H&O Do you have any other recommendations to improve the design of clinical trials in oncology?
IT Particularly in the setting of metastatic cancer, which has relatively short survival, overall survival and quality of life should be the primary endpoints. Progression-free survival should not be used in diseases associated with short-term survival. As an example, progression-free survival should not be used in studies of pancreatic cancer, where the median survival is approximately a year. When evaluating treatments in diseases with survival measured in multiple years, a more proximal endpoint is needed. Time to treatment failure or some other endpoint may be appropriate, depending on the disease. Early treatment of prostate cancer or breast cancer is very different from treatment of metastatic pancreatic, lung, or colon cancer.

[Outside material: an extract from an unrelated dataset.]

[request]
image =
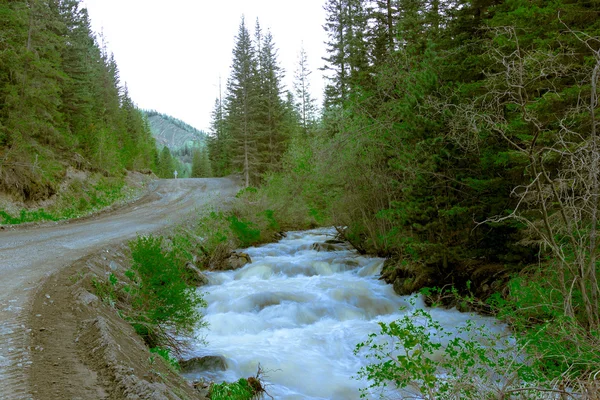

There are several other problems confounding the results of clinical trials, including use of a nonstandard control group and underestimation of toxicity. These issues are beyond the scope of this discussion.
Disclosure
Dr Tannock has no relevant conflicts of interest to disclose.
Suggested Readings
Booth CM, Eisenhauer EA. Progression-free survival: meaningful or simply measurable? J Clin Oncol. 2012;30(10):1030-1033.
Chen EY, Joshi SK, Tran A, Prasad V. Estimation of study time reduction using surrogate end points rather than overall survival in oncology clinical trials. JAMA Intern Med. 2019;179(5):642-647.
Del Paggio JC, Berry JS, Hopman WM, et al. Evolution of the randomized clinical trial in the era of precision oncology. JAMA Oncol. 2021;7(5):728-734.
Fojo T, Simon RM. Inappropriate censoring in Kaplan-Meier analyses. Lancet Oncol. 2021;22(10):1358-1360.
Gyawali B, Eisenhauer E, Tregear M, Booth CM. Progression-free survival: it is time for a new name. Lancet Oncol. 2022;23(3):328-330.
Tannock IF, Amir E, Booth CM, et al. Relevance of randomised controlled trials in oncology. Lancet Oncol. 2016;17(12):e560-e567.
Tannock IF, Pond GR, Booth CM. Biased evaluation in cancer drug trials-how use of progression-free survival as the primary end point can mislead [posted online March 20, 2022]. JAMA Oncol. doi:10.1001/jamaoncol.2021.8206.
Templeton AJ, Amir E, Tannock IF. Informative censoring—a neglected cause of bias in oncology trials. Nat Rev Clin Oncol. 2020;17(6):327-328.